- Pitcher
- Born: December 8, 1894 Rutherford College, North Carolina, U.S.
- Died: February 1, 1969 (aged 74) West Palm Beach, Florida, U.S.
- Batted: RightThrew: Right

MLB debut
- April 16, 1915, for the Detroit Tigers

Last MLB appearance
- April 16, 1915, for the Detroit Tigers

MLB statistics
- Win–loss record: 0–0
- Strikeouts: 0
- Earned run average: 0.00
- Stats at Baseball Reference

Teams
- Detroit Tigers (1915);

= Razor Ledbetter =

American baseball player (1894–1969)

Ralph Overton "Razor" Ledbetter (December 8, 1894 – February 1, 1969) was an American Major League Baseball pitcher who pitched one inning for the Detroit Tigers in April 1915. He also played 11 years in minor league baseball from 1913 to 1926.

Ledbetter was born in Rutherford College, North Carolina in 1894. He began playing professional baseball in the North Carolina State League in 1913. In 1914, he compiled a 26–12 record for the Charlotte Hornets.

After his 26-win season, Ledbetter joined the Detroit Tigers at the start of the 1915 season. On April 16, 1915, Ledbetter came in to pitch the top of the 9th inning in a home game against the Cleveland Indians at Navin Field. He pitched a scoreless inning, but the Tigers lost 9–6. He never appeared in another Major League game, although he did play for the Tigers in a May 10, 1915 exhibition game against the Cincinnati Reds.
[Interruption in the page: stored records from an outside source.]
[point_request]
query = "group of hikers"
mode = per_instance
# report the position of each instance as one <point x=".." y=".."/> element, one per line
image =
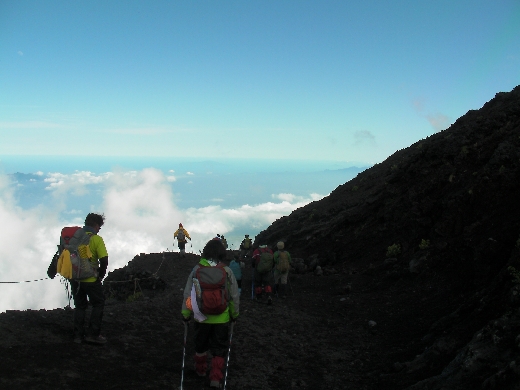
<point x="211" y="295"/>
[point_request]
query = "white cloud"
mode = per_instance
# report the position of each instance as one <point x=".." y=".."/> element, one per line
<point x="25" y="253"/>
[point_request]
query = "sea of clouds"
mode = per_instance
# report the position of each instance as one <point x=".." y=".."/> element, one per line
<point x="142" y="212"/>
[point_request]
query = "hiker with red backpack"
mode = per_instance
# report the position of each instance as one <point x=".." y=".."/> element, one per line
<point x="282" y="265"/>
<point x="262" y="263"/>
<point x="181" y="235"/>
<point x="211" y="297"/>
<point x="245" y="246"/>
<point x="84" y="261"/>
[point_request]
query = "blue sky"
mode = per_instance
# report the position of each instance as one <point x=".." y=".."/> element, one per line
<point x="316" y="80"/>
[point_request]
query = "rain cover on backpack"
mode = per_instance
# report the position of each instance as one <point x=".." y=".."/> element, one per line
<point x="283" y="262"/>
<point x="74" y="261"/>
<point x="214" y="290"/>
<point x="265" y="264"/>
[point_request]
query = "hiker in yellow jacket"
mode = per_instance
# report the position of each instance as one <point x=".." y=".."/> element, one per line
<point x="91" y="287"/>
<point x="181" y="235"/>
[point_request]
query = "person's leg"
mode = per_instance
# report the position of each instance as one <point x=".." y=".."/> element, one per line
<point x="258" y="285"/>
<point x="201" y="336"/>
<point x="96" y="296"/>
<point x="283" y="284"/>
<point x="218" y="347"/>
<point x="276" y="281"/>
<point x="80" y="307"/>
<point x="267" y="280"/>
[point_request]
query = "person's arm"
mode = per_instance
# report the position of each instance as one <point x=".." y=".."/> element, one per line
<point x="103" y="265"/>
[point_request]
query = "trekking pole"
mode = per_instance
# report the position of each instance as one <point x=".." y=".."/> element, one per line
<point x="184" y="352"/>
<point x="229" y="352"/>
<point x="290" y="285"/>
<point x="253" y="284"/>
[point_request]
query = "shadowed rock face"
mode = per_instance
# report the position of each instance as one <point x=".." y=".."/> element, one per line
<point x="406" y="277"/>
<point x="451" y="204"/>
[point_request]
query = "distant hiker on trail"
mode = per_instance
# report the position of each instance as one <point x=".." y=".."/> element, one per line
<point x="181" y="234"/>
<point x="282" y="265"/>
<point x="211" y="295"/>
<point x="263" y="277"/>
<point x="245" y="246"/>
<point x="91" y="287"/>
<point x="235" y="266"/>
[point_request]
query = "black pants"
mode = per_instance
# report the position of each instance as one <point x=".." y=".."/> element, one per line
<point x="212" y="337"/>
<point x="94" y="292"/>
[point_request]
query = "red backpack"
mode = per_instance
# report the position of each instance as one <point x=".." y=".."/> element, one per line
<point x="76" y="241"/>
<point x="214" y="289"/>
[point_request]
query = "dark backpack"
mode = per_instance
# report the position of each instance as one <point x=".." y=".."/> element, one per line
<point x="283" y="262"/>
<point x="214" y="295"/>
<point x="265" y="264"/>
<point x="75" y="241"/>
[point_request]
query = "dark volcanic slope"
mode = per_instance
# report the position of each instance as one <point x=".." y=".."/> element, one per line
<point x="458" y="189"/>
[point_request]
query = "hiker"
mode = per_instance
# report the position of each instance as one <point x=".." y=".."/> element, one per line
<point x="282" y="265"/>
<point x="263" y="264"/>
<point x="211" y="316"/>
<point x="245" y="246"/>
<point x="235" y="266"/>
<point x="181" y="234"/>
<point x="224" y="241"/>
<point x="91" y="287"/>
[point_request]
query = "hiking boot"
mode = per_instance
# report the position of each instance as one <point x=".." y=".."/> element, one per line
<point x="100" y="340"/>
<point x="215" y="374"/>
<point x="201" y="364"/>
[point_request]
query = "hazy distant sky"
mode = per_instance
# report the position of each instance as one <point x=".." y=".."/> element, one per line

His lifetime ERA stands at 0.00.

Ledbetter returned to Charlotte for most of the 1915 season, compiling a record of 17–12. He continued to play in the minor leagues through the 1925 season, including stints with the Charlotte Hornets (1914–1915, 1920), Mobile Sea Gulls (1916), Little Rock Travelers (1917, 1919), St. Joseph Saints (1923–1924), and Durham Bulls (1924–1925). He compiled a 19–9 record in 1921. His career record in the minor leagues was 119–112.

Ledbetter died in West Palm Beach, Florida on February 1, 1969, at the age of 74.